1,5 szklanki wody, ocet, sól i przyprawy zagotowujemy w garnku i pozostawiamy do ostygnięcia. Oczyszczone, umyte i odfiletowane śledzie wkładamy do zalewy na co najmniej 24 godz. Obraną cebulę kroimy w talarki. Śledzie wyjmujemy z zalewy, osączamy i kroimy na małe kawałki. Układamy w słoiku warstwami śledzie i cebulę. Zalewamy wszystko olejem i pozostawiamy na 2-3 dni w lodówce.

Tak jak w przypadku różnych śledziowych sałatek warstwowych, bardzo ważne jest by poszczególne składniki dania odpowiednio się „przegryzły”. Dlatego też, niezależni czy są to właśnie śledzie po kaszubsku, czy też śledzie pod pierzynką, zawsze danie należy przygotować przynajmniej dobę przed podaniem. Podstawową wersję śledzia po kaszubsku można podawać z ciemnym pieczywem jako przystawkę śledziową. Jednak w wersji z sosem może służyć także jako danie obiadowe lub zastąpić sałatkę sztuba na wieczerzy wigilijnej.
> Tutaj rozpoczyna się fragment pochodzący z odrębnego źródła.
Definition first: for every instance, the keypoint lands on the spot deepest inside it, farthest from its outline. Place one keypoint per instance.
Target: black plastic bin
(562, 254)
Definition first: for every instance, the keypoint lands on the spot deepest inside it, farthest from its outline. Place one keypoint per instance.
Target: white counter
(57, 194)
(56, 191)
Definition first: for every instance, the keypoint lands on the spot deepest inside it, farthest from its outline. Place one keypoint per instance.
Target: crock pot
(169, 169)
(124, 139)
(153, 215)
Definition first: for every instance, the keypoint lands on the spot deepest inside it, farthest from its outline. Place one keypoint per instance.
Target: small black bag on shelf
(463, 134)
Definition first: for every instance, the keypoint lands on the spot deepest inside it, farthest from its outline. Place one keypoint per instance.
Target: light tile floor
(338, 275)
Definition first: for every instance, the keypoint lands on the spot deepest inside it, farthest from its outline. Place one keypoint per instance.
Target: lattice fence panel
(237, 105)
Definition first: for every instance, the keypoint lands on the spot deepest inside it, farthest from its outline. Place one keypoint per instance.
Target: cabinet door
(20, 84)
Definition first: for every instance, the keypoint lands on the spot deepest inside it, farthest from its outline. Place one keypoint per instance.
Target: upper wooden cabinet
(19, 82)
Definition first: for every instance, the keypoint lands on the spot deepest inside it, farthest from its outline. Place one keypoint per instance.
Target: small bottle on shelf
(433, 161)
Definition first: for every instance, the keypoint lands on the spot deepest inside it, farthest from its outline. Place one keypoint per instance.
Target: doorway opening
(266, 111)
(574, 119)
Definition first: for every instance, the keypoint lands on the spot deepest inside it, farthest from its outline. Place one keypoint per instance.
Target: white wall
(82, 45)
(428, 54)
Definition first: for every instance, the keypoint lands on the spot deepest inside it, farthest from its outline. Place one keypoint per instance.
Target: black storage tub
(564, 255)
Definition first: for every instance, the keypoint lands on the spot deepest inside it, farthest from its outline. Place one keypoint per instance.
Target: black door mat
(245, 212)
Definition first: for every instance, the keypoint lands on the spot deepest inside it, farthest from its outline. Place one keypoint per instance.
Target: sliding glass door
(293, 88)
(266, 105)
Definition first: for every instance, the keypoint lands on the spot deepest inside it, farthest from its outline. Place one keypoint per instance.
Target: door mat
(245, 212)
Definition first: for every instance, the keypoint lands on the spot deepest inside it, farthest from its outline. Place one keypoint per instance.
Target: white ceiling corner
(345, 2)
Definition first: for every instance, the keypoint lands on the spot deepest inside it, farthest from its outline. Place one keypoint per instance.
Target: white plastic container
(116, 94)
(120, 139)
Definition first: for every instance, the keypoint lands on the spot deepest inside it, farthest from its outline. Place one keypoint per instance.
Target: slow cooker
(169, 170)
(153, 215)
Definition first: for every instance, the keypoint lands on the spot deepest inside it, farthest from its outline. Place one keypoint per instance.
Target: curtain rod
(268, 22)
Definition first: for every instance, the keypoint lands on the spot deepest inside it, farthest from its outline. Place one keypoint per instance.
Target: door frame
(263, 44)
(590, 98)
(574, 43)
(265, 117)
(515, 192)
Do takiej potrawy dodatkowo potrzebujemy jeszcze:

2 łyżki rodzynek

2-3 łyżki białego wina

1/3 szkl. ketchupu

1/3 szkl. oleju

1 łyżka drobno pokrojonej marynowanej czerwonej papryki

1 łyżka posiekanej natki pietruszki

Śledzia marynujemy tak jak we wcześniejszym przepisie. Umyte rodzynki zalewamy winem na 20 min. Śledzie wyjmujemy z marynaty i kroimy w ukośne, wąskie paski, zwijamy w koreczki. Układamy na półmisku, w środek każdego koreczka wkładamy rodzynkę. Ketchup mieszamy z olejem, dodajemy paprykę, natkę, doprawiamy pieprzem. Śledzie polewamy sosem, wstawiamy na 2 godz. do lodówki.